Vulnerable sites could be forced to serve malicious content, despite CSP protections
CSP was developed to provide an added layer of security against cross-site scripting (XSS) and content injection attacks by enabling site admins to restrict the loading of resources according to the security policy.
The idea behind the protection is that even if a page has an XSS vulnerability, it is prevented from executing untrusted – and potentially malicious – content.
This mechanism, however, was found to be flawed on sites that have a script-src policy of 'strict-dynamic'.
Japanese security researcher Masato Kinugawa found that if a target website contained an HTML injection flaw, an attacker could inject a reference to a copy of require.js – part of Firefox’s Developer Tools – and then use a known technique leveraging that library to bypass the CSP restrictions on executing injected scripts.
“No matter how strictly you set the CSP rules, the web-accessible resources of the extension is loaded ignoring the CSP,” said the researcher, who went public with his findings yesterday.
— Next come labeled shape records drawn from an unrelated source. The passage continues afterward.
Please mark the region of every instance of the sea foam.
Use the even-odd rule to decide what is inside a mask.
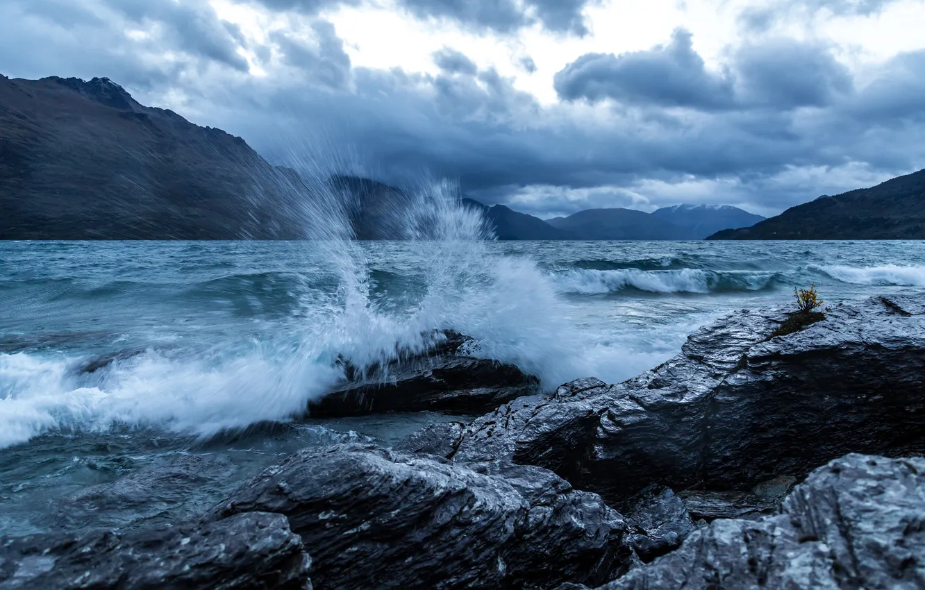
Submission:
[[[884,264],[867,267],[810,264],[809,269],[823,273],[843,283],[855,285],[925,287],[925,265],[921,264]]]

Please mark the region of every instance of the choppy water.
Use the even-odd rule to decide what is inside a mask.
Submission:
[[[294,449],[391,444],[440,417],[317,421],[303,409],[339,378],[338,354],[372,363],[426,348],[422,334],[434,328],[470,335],[478,354],[554,387],[630,377],[730,310],[789,304],[796,286],[815,284],[832,302],[925,287],[925,242],[469,234],[0,243],[0,535],[169,519]],[[107,355],[111,363],[85,371]],[[189,456],[220,457],[234,475],[154,508],[80,500],[75,512],[88,486]]]

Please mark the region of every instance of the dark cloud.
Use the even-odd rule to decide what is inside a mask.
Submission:
[[[343,41],[327,20],[314,20],[311,29],[315,44],[280,32],[274,33],[271,39],[282,51],[284,62],[302,70],[304,80],[331,89],[347,89],[352,71]]]
[[[108,76],[276,163],[396,182],[445,176],[539,215],[684,200],[769,215],[925,162],[925,52],[854,80],[824,46],[761,37],[713,72],[679,31],[667,45],[560,72],[563,96],[632,106],[589,109],[542,105],[462,62],[436,76],[358,68],[333,27],[305,15],[265,44],[250,42],[265,75],[249,75],[228,63],[247,40],[204,5],[187,4],[198,20],[183,29],[171,24],[172,0],[115,2],[70,5],[69,24],[52,2],[0,2],[3,73]],[[192,31],[198,41],[184,38]]]
[[[202,55],[241,71],[248,70],[247,60],[238,54],[236,36],[204,0],[163,2],[151,0],[102,0],[103,6],[121,13],[138,25],[155,23],[176,47]]]
[[[478,71],[475,62],[469,59],[465,54],[460,53],[455,49],[450,49],[450,47],[444,47],[443,49],[435,52],[434,63],[437,64],[437,67],[440,69],[451,74],[475,76]]]
[[[586,54],[556,74],[555,87],[565,100],[705,111],[823,106],[853,90],[847,68],[826,47],[792,39],[746,44],[722,73],[711,73],[684,30],[648,51]]]
[[[531,4],[540,22],[549,31],[579,37],[591,32],[582,15],[586,0],[533,0]]]
[[[614,55],[586,54],[555,76],[561,98],[600,101],[612,98],[627,104],[725,108],[733,85],[707,71],[694,51],[691,34],[677,30],[667,45]]]
[[[848,69],[824,47],[792,40],[747,45],[734,68],[745,104],[823,106],[852,91]]]

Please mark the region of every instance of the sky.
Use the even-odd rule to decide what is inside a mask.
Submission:
[[[544,218],[772,215],[925,167],[923,30],[925,0],[3,0],[0,73]]]

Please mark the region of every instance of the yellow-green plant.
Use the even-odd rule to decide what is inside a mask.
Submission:
[[[810,285],[809,289],[794,289],[794,295],[796,297],[797,311],[804,313],[822,307],[822,303],[825,302],[819,299],[815,285]]]

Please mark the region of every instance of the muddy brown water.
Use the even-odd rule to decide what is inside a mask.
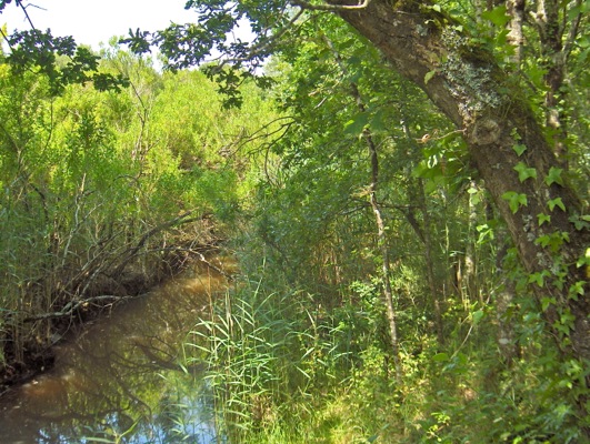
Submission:
[[[59,345],[51,371],[0,397],[0,444],[216,442],[203,365],[179,364],[226,286],[200,266]]]

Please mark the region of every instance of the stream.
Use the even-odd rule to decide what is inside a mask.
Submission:
[[[183,347],[226,280],[186,272],[57,346],[56,365],[0,397],[0,443],[213,443],[211,398]]]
Thankfully, this bug was disclosed responsibly and Mozilla has already fixed the issue in Firefox 60 – the latest version of its open-source browser.
While the flaw is certainly moderate in comparison to others found in Mozilla’s latest security alert, Kinugawa’s discovery once again highlights the idea that CSP should not be considered a panacea to all XSS-related vulnerabilities.
“This latest research comes more than 12 months after a Google study revealed that CSPs could be bypassed on 95% of all websites, demonstrating the ongoing difficulties in implementing this technology,” Paul Johnston, researcher at PortSwigger Web Security, told The Daily Swig.